Stack Evaluation Scorecard: The 12 Questions I Ask Every SaaS Vendor in 2026
Quick Answer
The vendor evaluation form most companies still use was designed in 2017. None of its criteria predict whether a tool works in an AI-augmented operation. The 12-question scorecard I actually use at Gardenpatch and The Cooling Co.
Get weekly growth frameworks — free
One tactical breakdown every Tuesday. Join The Growth Spurt.
● Key Topics
The vendor evaluation form most companies still use was designed in 2017. It scores features, demo quality, integration list, support response time, and price. Almost none of those criteria predict whether a tool will work in an AI-augmented operation. The scorecard needs a rewrite.

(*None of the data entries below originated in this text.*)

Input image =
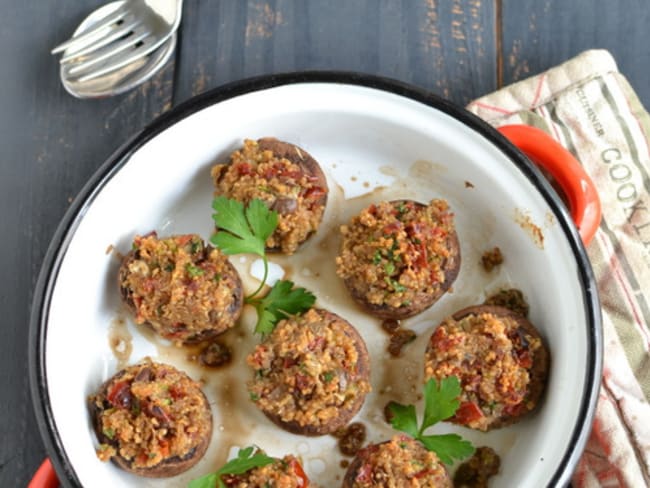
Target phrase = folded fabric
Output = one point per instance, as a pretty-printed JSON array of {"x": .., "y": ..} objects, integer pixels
[{"x": 590, "y": 108}]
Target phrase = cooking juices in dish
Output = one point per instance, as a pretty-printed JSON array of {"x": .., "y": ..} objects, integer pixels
[
  {"x": 500, "y": 359},
  {"x": 397, "y": 258},
  {"x": 151, "y": 420},
  {"x": 398, "y": 462},
  {"x": 286, "y": 178},
  {"x": 312, "y": 369},
  {"x": 311, "y": 374},
  {"x": 185, "y": 290}
]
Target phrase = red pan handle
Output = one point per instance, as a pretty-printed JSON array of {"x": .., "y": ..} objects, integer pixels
[
  {"x": 45, "y": 477},
  {"x": 578, "y": 188}
]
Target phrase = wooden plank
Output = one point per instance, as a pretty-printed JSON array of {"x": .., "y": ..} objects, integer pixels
[
  {"x": 448, "y": 47},
  {"x": 51, "y": 144},
  {"x": 540, "y": 34}
]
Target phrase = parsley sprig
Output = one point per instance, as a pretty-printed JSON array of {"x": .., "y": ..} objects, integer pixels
[
  {"x": 440, "y": 403},
  {"x": 244, "y": 462},
  {"x": 244, "y": 230}
]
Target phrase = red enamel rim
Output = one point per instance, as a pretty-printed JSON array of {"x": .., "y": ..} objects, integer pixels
[
  {"x": 45, "y": 477},
  {"x": 578, "y": 188}
]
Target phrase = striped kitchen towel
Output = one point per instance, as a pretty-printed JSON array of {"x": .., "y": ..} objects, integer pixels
[{"x": 590, "y": 108}]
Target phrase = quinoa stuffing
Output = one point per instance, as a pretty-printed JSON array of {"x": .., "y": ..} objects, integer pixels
[
  {"x": 399, "y": 463},
  {"x": 497, "y": 362},
  {"x": 185, "y": 290},
  {"x": 397, "y": 254},
  {"x": 150, "y": 413},
  {"x": 296, "y": 191},
  {"x": 311, "y": 373}
]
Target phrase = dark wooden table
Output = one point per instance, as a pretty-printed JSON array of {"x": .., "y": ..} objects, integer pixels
[{"x": 51, "y": 143}]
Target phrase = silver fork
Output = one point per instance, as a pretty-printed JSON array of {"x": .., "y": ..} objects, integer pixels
[{"x": 132, "y": 31}]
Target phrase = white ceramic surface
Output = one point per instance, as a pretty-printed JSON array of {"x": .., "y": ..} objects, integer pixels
[{"x": 372, "y": 145}]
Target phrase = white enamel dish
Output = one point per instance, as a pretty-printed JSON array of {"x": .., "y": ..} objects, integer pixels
[{"x": 375, "y": 139}]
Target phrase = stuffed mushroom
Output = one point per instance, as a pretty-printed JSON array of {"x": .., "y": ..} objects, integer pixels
[
  {"x": 500, "y": 360},
  {"x": 397, "y": 258},
  {"x": 311, "y": 374},
  {"x": 286, "y": 178},
  {"x": 151, "y": 420},
  {"x": 399, "y": 462},
  {"x": 185, "y": 290}
]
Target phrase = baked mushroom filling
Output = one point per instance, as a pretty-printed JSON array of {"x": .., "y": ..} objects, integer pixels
[
  {"x": 284, "y": 473},
  {"x": 399, "y": 462},
  {"x": 393, "y": 252},
  {"x": 281, "y": 184},
  {"x": 180, "y": 286},
  {"x": 150, "y": 414},
  {"x": 492, "y": 356},
  {"x": 306, "y": 370}
]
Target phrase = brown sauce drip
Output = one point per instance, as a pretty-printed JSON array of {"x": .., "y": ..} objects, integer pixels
[
  {"x": 512, "y": 299},
  {"x": 477, "y": 470},
  {"x": 351, "y": 438},
  {"x": 491, "y": 259},
  {"x": 120, "y": 341},
  {"x": 399, "y": 336},
  {"x": 215, "y": 354}
]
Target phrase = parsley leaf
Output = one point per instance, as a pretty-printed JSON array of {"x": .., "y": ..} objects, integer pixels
[
  {"x": 245, "y": 230},
  {"x": 440, "y": 403},
  {"x": 242, "y": 231},
  {"x": 280, "y": 302},
  {"x": 244, "y": 462}
]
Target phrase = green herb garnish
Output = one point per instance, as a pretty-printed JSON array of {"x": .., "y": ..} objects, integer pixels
[
  {"x": 245, "y": 230},
  {"x": 193, "y": 271},
  {"x": 282, "y": 301},
  {"x": 245, "y": 461},
  {"x": 440, "y": 403}
]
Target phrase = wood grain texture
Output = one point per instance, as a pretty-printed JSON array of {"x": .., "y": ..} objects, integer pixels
[
  {"x": 50, "y": 145},
  {"x": 540, "y": 34},
  {"x": 445, "y": 46}
]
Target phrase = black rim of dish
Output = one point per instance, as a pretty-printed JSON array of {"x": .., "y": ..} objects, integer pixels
[{"x": 72, "y": 218}]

This post is the practical companion to the Tech Stack flagship — that piece names the six shifts, this one gives you the actual twelve-question scorecard I use to evaluate every vendor at both Gardenpatch and The Cooling Co.
What you can stop scoring
Before the new questions: the things that used to matter and matter less now.
UI quality. Still matters for the human exception layer, but the team isn't in the UI most of the time. Stop scoring polish; start scoring API surface area.
Onboarding experience. The vendor's onboarding flow was designed for a human user. Your team's onboarding to the tool is mostly agent configuration now. Demos and onboarding sessions are misleading proxies for real fit.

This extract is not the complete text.